Saat Pelajar Asal Main ‘Coblos’

409

tobasatu, Siantar | Sejak Komisi Pemilihan Umum (KPU) mensosialisasikan pemilu kepada siswa SMA, jumlah pemilih pun semakin banyak. Dari siwa/siswi dan yang baru saja tamat sekolah berlomba menggunakan hak pilihnya.

Selain sosialisasi, mereka juga diberikan simulasi bagaimana cara mencoblos sebagai pemilih pemula. Namun, sosialisasi ini disalah artikan oleh GS (16) pria asal Jalan Kain Suji, Kelurahan Bane, Kecamatan Siantar Utara. Lantaran asal coblos, ia pun menjadi buronan Polisi.

GS, baru saja menamatkan sekolahnya di bangku SMA. Saat di sekolah, GS sempat berkenalan dengan Mawar (17) yang kini masih duduk di bangku kelas 2 SMA. Sejak melihat Mawar, GS langsung ingat dengan sosialisasi pemerintah tentang pemilu, apalagi dalam waktu dekat pemilihan serentak akan dilaksanakan.

Sebagai pemilih yang cerdas, GS pun lemat-lemat mengamati Mawar. Ia ingin menggunakan hak pilihnya secara bijak, agar tercipta program yang bijak pula. Apa yang diharapkan pun berhasil, Mawar sebagai pilihanya berhasil menang. Pelan-pelan GS mengenali riwayat hidup Mawar.

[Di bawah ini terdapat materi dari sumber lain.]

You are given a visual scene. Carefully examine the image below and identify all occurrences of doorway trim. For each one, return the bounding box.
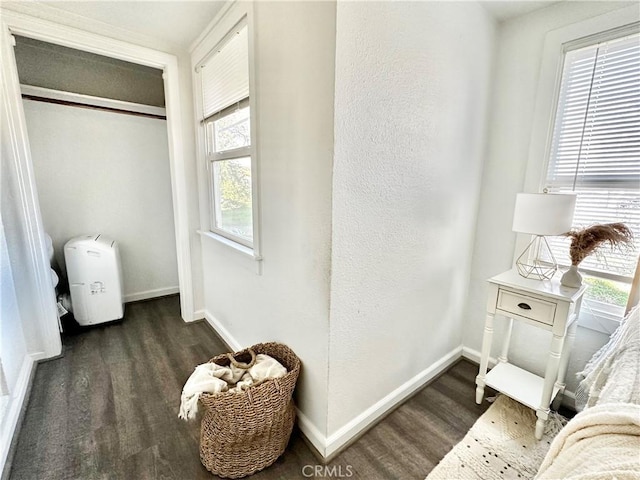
[1,9,197,346]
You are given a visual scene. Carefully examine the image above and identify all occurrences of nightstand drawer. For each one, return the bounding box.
[496,289,556,325]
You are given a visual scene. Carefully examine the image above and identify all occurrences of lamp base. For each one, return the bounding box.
[516,235,558,280]
[560,265,582,288]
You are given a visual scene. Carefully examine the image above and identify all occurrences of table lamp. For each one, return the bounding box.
[512,193,576,280]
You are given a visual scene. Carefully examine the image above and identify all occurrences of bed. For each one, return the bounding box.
[536,307,640,480]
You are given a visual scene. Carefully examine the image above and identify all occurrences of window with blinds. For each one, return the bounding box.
[546,33,640,284]
[198,22,253,247]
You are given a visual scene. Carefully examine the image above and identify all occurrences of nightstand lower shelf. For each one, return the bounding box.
[485,363,559,410]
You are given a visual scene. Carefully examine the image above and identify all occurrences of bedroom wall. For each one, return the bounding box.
[201,2,335,433]
[463,2,637,398]
[23,100,178,301]
[328,2,495,443]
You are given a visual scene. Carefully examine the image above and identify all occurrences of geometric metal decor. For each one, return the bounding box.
[516,235,558,280]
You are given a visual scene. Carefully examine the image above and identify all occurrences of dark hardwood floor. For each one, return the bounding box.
[9,296,488,480]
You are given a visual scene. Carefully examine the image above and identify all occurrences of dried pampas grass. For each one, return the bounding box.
[564,223,633,265]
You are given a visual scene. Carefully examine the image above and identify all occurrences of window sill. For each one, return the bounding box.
[197,230,262,275]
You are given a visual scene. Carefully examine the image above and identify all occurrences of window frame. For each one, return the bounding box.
[190,2,262,260]
[541,30,640,282]
[202,99,255,248]
[514,7,640,334]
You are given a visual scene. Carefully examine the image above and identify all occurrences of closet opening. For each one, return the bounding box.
[14,35,180,331]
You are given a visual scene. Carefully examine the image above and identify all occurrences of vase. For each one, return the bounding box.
[560,265,582,288]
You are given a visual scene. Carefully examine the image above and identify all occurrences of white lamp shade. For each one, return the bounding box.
[512,193,576,235]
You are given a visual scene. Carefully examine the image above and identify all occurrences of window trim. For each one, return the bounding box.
[513,6,640,334]
[190,2,262,260]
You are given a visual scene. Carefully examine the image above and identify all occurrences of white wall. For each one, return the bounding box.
[464,2,632,391]
[202,2,335,432]
[24,100,178,300]
[328,2,495,435]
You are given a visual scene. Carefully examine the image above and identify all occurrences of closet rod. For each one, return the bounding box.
[22,93,167,120]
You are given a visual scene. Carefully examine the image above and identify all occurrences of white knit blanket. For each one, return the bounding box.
[536,403,640,480]
[576,307,640,410]
[178,353,287,420]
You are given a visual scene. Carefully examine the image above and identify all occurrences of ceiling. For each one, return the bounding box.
[0,0,558,50]
[27,0,226,49]
[482,0,559,22]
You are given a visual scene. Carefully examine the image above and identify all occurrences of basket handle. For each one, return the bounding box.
[227,348,256,370]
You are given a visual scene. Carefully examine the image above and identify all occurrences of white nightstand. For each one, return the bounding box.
[476,270,587,440]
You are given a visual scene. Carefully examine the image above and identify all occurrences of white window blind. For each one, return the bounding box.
[200,24,249,118]
[546,33,640,280]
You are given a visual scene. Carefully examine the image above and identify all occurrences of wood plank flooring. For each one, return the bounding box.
[9,296,488,480]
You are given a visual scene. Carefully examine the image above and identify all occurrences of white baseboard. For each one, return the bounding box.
[0,355,34,478]
[296,407,327,457]
[185,310,206,322]
[124,287,180,303]
[203,310,244,352]
[198,316,468,458]
[462,347,498,368]
[322,345,462,457]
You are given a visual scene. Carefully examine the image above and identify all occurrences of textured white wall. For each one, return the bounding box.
[328,2,495,434]
[464,2,632,391]
[202,2,335,432]
[24,100,178,296]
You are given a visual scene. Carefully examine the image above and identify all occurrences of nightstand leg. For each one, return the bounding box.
[536,335,564,440]
[553,320,578,410]
[476,313,494,405]
[498,318,513,363]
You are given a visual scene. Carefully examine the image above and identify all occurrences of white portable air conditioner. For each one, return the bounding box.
[64,235,124,325]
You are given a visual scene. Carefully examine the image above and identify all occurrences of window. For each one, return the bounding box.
[199,22,254,247]
[545,32,640,317]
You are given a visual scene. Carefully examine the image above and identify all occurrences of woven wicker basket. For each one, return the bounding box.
[200,343,300,478]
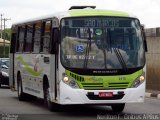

Setelah berhasil, GS pun menggunakan hak coblosnya. Tapi bukan hak coblos di bilik pemilihan, GS nyoblos di atas kasur, dan sebagai media coblos adalah Mawar. Bahkan GS ‘nyoblos’ sampe tujuh kali, sampe-sampe Mawar dilarang pulang selama tiga hari.

Keruan saja, katidak pulangan ini membuat keluarga Mawar kelimpungan. Setelah dicari ke sejumlah bilik suara (baca:kampung), Mawar pun ditemukan dan dicecar sejumlah pertanyaan. Dari sana barulah diketahui kalau GS sudah melakukan hak pilihnya terhadap Mawar.

Kasus ‘coblos-menyoblos’ ini pun langsung dilaporkan ke Polres Siantar. Ya sudah, GS pun resmi menjadi buronan polisi. Disebut Kapolres Siantar AKBP Slamet Loesino, GS akan dijerat pasal 81 subs 82 UU RI nomor 23 tahun 2002, tentang perlindungan anak dengan ancaman minimal 3 tahun penjara dan maksimal 15 tahun penjara.